マルチタスク学習(MTL:Multi-Task Learning)と言語モデルの事前トレーニングは、最近の多くのNLU(自然言語理解)タスクに使用されているアプローチです。本日、マイクロソフトの研究者たちは、両方のアプローチを組み合わせたAIシステムの技術的詳細を発表しました。新しいマルチタスクディープニューラルネットワーク(MT-DNN)は、11のベンチマークNLPタスクのうち9つでGoogle BERTを上回った自然言語処理(NLP)モデルです。
マイクロソフトリサーチおよびマイクロソフトダイナミクス365の著者らは、彼らの論文「Multi Task Deep Neural Networks for Natural Language Understanding」において、複数のNLUタスクにわたるMT-DNN学習表現を示しています。著者らはこのモデルは、「大量のクロスタスクデータを活用するだけでなく、新しいタスクやドメインへの適応を支援するためのより一般的な表現につながる正則化効果の恩恵も受けます」と述べています。
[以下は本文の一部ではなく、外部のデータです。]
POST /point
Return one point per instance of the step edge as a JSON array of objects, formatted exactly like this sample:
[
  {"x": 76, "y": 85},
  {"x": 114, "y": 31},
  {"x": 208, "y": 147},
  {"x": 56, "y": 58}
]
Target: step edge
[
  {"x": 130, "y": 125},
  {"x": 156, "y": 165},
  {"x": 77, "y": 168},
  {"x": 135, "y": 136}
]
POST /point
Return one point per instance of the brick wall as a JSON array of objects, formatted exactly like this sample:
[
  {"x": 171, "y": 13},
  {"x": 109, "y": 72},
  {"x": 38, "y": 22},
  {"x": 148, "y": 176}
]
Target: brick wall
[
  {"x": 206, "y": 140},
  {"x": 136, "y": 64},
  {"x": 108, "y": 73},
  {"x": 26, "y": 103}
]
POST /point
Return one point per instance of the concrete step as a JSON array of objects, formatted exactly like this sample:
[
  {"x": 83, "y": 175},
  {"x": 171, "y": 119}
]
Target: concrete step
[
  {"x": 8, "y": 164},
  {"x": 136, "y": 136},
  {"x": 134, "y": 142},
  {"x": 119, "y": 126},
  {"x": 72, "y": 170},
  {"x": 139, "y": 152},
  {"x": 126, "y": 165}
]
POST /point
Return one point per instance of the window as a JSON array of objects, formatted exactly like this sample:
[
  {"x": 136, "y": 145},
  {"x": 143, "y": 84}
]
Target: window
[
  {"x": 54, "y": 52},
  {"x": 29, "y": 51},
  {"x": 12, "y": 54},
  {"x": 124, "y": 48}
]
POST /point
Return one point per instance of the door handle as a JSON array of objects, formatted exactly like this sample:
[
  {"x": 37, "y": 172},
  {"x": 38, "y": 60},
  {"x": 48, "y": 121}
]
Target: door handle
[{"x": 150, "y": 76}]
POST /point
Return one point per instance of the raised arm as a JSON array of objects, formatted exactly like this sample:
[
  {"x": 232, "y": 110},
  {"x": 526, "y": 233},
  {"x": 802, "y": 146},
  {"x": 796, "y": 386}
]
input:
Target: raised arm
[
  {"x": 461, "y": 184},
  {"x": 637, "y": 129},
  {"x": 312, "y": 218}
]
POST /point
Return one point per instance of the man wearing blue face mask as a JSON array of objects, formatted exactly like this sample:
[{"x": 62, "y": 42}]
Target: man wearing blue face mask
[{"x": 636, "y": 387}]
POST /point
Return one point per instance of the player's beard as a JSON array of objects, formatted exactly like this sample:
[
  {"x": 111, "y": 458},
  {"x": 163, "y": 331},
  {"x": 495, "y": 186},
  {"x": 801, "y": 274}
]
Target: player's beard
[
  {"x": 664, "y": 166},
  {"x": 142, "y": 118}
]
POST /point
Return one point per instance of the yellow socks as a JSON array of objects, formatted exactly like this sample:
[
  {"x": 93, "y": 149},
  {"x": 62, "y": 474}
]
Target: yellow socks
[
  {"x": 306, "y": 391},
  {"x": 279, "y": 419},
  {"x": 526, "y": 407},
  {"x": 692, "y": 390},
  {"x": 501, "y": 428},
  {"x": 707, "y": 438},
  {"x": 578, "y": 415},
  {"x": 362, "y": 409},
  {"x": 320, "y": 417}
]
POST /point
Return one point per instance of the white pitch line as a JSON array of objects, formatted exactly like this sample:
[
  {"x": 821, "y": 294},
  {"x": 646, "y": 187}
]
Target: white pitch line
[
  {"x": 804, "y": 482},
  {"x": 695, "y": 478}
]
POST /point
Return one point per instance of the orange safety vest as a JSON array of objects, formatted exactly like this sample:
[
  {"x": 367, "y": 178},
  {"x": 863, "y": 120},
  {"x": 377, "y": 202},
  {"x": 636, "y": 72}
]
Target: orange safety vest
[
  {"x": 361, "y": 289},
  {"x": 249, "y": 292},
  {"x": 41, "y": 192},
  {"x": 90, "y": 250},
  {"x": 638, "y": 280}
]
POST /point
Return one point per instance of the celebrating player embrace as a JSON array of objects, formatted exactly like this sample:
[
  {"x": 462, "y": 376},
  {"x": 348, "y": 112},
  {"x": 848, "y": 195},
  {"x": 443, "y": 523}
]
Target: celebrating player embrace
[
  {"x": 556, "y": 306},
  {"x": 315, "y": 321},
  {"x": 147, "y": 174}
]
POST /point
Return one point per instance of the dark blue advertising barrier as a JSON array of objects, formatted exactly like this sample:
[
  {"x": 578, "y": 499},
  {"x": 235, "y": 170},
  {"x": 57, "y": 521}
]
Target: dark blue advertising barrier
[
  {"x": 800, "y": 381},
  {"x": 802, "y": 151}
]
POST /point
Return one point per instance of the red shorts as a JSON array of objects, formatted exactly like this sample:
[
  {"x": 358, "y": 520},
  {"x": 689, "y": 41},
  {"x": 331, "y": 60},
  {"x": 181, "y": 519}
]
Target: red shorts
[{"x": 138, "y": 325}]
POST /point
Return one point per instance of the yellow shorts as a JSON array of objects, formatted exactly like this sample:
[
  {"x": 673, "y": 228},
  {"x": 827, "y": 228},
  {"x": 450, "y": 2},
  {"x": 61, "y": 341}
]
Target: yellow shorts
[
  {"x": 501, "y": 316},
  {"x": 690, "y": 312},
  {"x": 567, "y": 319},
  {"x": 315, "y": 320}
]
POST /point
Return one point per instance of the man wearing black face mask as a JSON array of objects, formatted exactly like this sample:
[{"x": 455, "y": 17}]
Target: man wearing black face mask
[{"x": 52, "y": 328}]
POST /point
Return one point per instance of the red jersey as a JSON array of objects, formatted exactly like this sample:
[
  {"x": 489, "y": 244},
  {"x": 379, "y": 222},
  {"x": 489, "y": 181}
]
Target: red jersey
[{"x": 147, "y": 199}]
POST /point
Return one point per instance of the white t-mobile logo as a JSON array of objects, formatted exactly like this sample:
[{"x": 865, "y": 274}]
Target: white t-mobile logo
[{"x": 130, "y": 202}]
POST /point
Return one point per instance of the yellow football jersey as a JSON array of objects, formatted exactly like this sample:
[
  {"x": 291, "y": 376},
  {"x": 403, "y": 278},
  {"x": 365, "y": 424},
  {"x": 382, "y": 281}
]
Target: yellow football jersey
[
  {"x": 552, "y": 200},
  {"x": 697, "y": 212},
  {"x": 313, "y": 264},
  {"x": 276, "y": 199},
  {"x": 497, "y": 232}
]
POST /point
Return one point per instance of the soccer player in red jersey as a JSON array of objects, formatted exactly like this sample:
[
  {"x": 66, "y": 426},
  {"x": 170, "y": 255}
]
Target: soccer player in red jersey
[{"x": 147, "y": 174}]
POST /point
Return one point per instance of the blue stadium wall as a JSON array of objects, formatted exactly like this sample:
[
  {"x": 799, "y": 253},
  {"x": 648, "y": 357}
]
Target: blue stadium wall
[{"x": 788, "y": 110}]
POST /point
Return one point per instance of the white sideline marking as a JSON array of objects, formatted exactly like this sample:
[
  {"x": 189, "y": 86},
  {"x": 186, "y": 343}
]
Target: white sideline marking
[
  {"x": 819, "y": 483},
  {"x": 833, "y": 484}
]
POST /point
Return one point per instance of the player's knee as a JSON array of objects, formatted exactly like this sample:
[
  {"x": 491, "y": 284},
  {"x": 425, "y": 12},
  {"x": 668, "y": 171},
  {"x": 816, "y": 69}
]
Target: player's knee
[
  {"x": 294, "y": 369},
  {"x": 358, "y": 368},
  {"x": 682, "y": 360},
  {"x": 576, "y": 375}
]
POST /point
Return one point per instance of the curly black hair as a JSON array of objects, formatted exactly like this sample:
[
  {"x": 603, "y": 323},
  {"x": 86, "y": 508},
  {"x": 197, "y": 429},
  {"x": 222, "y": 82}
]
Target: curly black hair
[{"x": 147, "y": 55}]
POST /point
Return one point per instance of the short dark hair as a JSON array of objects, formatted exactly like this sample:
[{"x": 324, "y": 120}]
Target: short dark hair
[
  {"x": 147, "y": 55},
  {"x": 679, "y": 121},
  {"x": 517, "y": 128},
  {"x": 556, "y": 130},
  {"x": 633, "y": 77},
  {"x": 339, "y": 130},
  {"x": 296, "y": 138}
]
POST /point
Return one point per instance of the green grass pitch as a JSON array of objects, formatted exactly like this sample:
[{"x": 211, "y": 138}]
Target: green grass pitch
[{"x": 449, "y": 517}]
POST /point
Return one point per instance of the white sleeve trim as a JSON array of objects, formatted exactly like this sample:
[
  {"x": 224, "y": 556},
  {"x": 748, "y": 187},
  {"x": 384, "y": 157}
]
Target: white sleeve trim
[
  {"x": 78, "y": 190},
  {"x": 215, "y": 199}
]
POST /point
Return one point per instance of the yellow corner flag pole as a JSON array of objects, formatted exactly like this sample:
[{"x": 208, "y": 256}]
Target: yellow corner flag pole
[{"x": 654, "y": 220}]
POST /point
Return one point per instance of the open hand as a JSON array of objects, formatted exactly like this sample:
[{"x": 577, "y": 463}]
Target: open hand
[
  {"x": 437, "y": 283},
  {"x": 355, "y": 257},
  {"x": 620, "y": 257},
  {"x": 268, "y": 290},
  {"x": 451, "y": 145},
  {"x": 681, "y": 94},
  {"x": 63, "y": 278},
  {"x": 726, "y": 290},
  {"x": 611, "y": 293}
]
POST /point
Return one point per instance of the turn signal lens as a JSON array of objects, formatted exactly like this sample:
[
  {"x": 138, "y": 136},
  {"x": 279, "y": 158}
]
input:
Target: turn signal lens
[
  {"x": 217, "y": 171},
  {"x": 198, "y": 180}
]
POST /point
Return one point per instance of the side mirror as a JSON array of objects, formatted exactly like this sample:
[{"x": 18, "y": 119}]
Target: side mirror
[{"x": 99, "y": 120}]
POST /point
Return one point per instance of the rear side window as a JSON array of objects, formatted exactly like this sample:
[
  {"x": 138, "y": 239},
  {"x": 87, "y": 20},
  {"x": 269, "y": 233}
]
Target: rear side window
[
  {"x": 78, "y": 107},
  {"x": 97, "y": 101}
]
MT-DNNは、Microsoftが2015年に提案したモデルに基づいて構築され、昨年Googleが提案した事前トレーニングされた双方向トランスフォーマ言語モデルであるBERTのネットワークアーキテクチャを統合しています。
上の図に示されているように、ネットワークの低レベルレイヤ(つまりテキストエンコーディングレイヤ)はすべてのタスクで共有されていますが、最上位レイヤはタスク固有で、さまざまな種類のNLUタスクを組み合わせています。
BERTモデルと同様に、MT-DNNは2段階でトレーニングされます。事前トレーニングと微調整です。しかし、BERTとは異なり、MT-DNNは微調整フェーズに、複数のタスク固有のレイヤーと、マルチタスク学習を追加します。
MT-DNNはSNLI、SciTailを含む10のNLUタスクで新たに最高スコアを達成しました。9つのGLUEタスクのうち8つで、GLUEベンチマークを82.2%(絶対値で1.8%の改善)に引き上げました。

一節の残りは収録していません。